Chargers fans gathered at Qualcomm Stadium for a “Save Our Bolts” rally Monday afternoon, an hour before a public hearing on the team’s fate.
A nine-member group formed to advise Mayor Kevin Faulconer on where to locate and how to finance a new stadium for the Chargers was holding its open meeting at 6 p.m. at Qualcomm Stadium to take input from the public.
Meanwhile, it was reported that Goldman Sachs will finance the Chargers’ move from San Diego and also cover any losses sustained by the franchise in the first few years in Los Angeles.
The investment banking firm will also pay for any renovations needed at a temporary playing facility, according to an article Monday in the Sports Business Journal, which cited unnamed sources.
The Chargers have worked with Goldman Sachs for several years in their search for a new stadium. A company representative said last month that the firm was prepared to finance a proposed joint stadium for the Chargers and Oakland Raiders in the Los Angeles County suburb of Carson.

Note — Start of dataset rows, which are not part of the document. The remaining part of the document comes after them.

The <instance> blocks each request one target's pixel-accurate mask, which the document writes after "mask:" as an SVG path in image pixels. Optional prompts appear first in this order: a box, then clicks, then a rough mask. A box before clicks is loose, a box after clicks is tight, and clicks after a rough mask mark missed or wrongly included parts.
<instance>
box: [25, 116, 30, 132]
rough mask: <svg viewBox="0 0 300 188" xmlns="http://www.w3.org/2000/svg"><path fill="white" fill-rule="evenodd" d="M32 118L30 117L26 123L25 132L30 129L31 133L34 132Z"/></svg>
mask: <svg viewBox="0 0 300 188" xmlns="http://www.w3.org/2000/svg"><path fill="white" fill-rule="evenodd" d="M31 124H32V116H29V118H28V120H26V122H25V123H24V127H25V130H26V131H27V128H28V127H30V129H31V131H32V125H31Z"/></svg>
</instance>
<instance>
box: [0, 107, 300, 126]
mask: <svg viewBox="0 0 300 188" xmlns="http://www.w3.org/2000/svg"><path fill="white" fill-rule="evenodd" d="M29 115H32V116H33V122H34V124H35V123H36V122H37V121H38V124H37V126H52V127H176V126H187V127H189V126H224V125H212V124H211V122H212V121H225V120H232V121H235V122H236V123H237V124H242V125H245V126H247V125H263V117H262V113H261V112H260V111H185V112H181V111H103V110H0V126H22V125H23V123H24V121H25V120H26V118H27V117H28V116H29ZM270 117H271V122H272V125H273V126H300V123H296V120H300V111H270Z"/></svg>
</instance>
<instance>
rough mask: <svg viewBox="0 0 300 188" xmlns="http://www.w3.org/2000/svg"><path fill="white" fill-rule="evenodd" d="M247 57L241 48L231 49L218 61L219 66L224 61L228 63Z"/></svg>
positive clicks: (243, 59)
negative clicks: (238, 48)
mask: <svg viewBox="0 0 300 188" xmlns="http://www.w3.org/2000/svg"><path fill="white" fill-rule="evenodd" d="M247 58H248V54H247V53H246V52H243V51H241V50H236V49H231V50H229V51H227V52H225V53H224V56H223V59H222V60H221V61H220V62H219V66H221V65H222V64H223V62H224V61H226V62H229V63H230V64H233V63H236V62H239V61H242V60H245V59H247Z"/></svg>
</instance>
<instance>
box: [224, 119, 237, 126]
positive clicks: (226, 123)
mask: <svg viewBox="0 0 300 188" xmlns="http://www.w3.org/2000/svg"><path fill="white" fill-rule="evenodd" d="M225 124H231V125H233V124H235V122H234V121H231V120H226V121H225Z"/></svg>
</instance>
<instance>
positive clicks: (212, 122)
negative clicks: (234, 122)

Asked for comment, Chargers special counsel Mark Fabiani told City News Service that Goldman Sachs has developed a workable financing plan for the $1.7 billion Carson stadium.
“But because we are in a hyper-competitive environment at this point regarding Los Angeles, we aren’t in a position to release the specifics of that plan except to say that it is modeled closely on the plan that Goldman Sachs developed for the 49ers and their new stadium in Santa Clara,” Fabiani said.
Goldman Sachs declined to comment.
The 49ers’ new stadium, in the heart of the Silicon Valley, was financed through the sale of personal seat licenses, which provide the purchaser with the right to buy season tickets later. A naming rights deal with Levi’s and advertising also paid for construction of the facility.
Fabiani said the vast size of the Los Angeles market makes such a plan work there, but not necessarily in San Diego.
The stadium meeting comes after a raucous month in which the Chargers revealed plans to build a stadium jointly with the Oakland Raiders in the Los Angeles suburb of Carson — in case their hopes for new playing facilities in their home cities don’t bear fruit — and questioned the independence of the mayor’s task force.
Faulconer accused the Chargers of betraying their fans in San Diego by advancing the Carson plans, but special counsel Mark Fabiani said the team had to protect its business interests now that the owner of the St. Louis Rams is planning to build a stadium in nearby Inglewood.
The Chargers have since promised to work cooperatively with the task force, which moved up its deadline to issue a plan from this fall to three months — which would be in late-May.
The mayor has stressed that a new stadium would not be solely for the Chargers, but would also accommodate San Diego State University, the Holiday and Poinsettia bowls, and other events like soccer matches and concerts.
While Faulconer tasked his advisory group — which includes experts in development, real estate and finance — with choosing between a cramped downtown site east of Petco Park and the current Qualcomm Stadium location, problems with each were revealed last week.

Paul Jablonski, the president and CEO of the Metropolitan Transit System, said in a letter to task force Chairman Adam Day that it could take five years or more to vacate the downtown site, where the agency operates a bus maintenance yard. No suitable locations for moving the yard have been found and one site that could have worked has since been occupied by the Monarch School, which educates homeless children, according to the MTS.
Regarding a stadium as part of a major redevelopment of the Mission Valley location, the Chargers have said that construction would take too long for enough revenue to be generated to benefit the team and financing plan. Fabiani said more building at that location could also raise the ire of area residents and raise environmental concerns.
The advisory group meeting was set for 6 p.m., in Club Lounge 5. Overflow seating will be available if the room’s capacity of 400 is reached.
Radio stations KOGO, the Mighty 1090 and XTRA 1360 plan to broadcast the forum live, and it will be streamed live at utsandiego.com.